HandBot is a robotic hand built by Deeplocal in collaboration with Google's Android Things platform, and it does exactly one thing: plays Rock Paper Scissors against you. You hold your hand in front of its camera, it recognizes your throw, decides its counter, and responds with servo-driven fingers. The whole cycle takes less than a second.
The hardware is a DIY kit. You assemble the mechanical hand yourself — frame, servos, linkages, wrist — then mount the controller and camera, load the software image, and calibrate the finger positions until the Rock, Paper, and Scissors shapes are clean and distinct. Google put together build documentation for it. The estimated build time for a first-timer is about seven hours. The parts cost runs around $490 for the hand and servo hardware, plus the Android Things dev board on top of that.
The vision system is what makes it work. A front-mounted camera feeds real-time image recognition to classify your throw. The system identifies your gesture, runs the game logic, and fires the servo commands — all on-board, no external server. Independent control over all five fingers means the output shapes are unambiguous. When it throws Paper, you see five extended fingers. When it throws Scissors, two fingers. The articulation is cleaner than what most casual human players produce.

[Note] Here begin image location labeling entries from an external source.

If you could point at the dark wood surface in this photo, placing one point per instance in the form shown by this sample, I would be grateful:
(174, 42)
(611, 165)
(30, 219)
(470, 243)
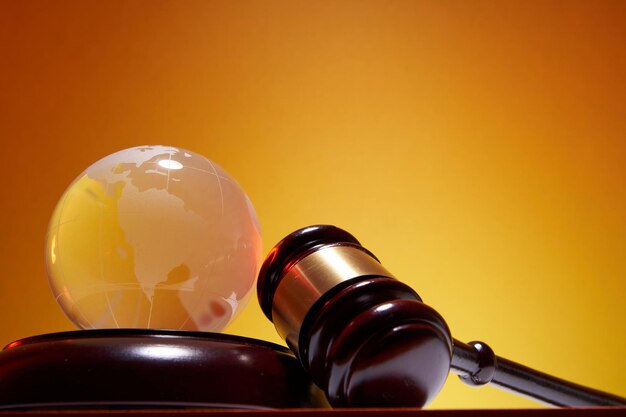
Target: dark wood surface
(352, 412)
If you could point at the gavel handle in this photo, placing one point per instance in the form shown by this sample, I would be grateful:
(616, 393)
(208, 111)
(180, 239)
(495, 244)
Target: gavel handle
(476, 364)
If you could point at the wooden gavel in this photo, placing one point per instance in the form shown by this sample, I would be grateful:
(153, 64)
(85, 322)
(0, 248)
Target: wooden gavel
(367, 340)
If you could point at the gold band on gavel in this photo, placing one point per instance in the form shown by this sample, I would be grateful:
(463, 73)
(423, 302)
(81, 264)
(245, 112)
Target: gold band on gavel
(310, 278)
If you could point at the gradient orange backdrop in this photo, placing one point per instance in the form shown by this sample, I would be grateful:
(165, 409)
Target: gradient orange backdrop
(476, 147)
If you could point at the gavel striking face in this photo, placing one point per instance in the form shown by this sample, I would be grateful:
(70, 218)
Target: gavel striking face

For serious RPS training, HandBot solves a specific problem: getting enough throws in. Pattern conditioning and timing calibration require repetition, and finding a human partner willing to throw a thousand times in a practice session is not always practical. HandBot is available any time and doesn't get tired or bored or start throwing random shapes because its attention drifted.
The machine learning component is worth noting. HandBot tracks your previous throws and updates its behavior based on what it observes. This is exactly the kind of opponent modeling that competitive RPS players do manually — tracking your opponent's sequences and adjusting your throw selection based on their patterns. Against HandBot, you're training against a system that is actively doing the same thing to you.
For WRPSA events, HandBot operates as a practice and demo tool, not a sanctioned opponent. Official matches are human versus human, standard cadence, legal throws. But as a training environment and a demonstration of how machine vision applies to hand gesture classification, it's one of the more polished implementations anyone has built.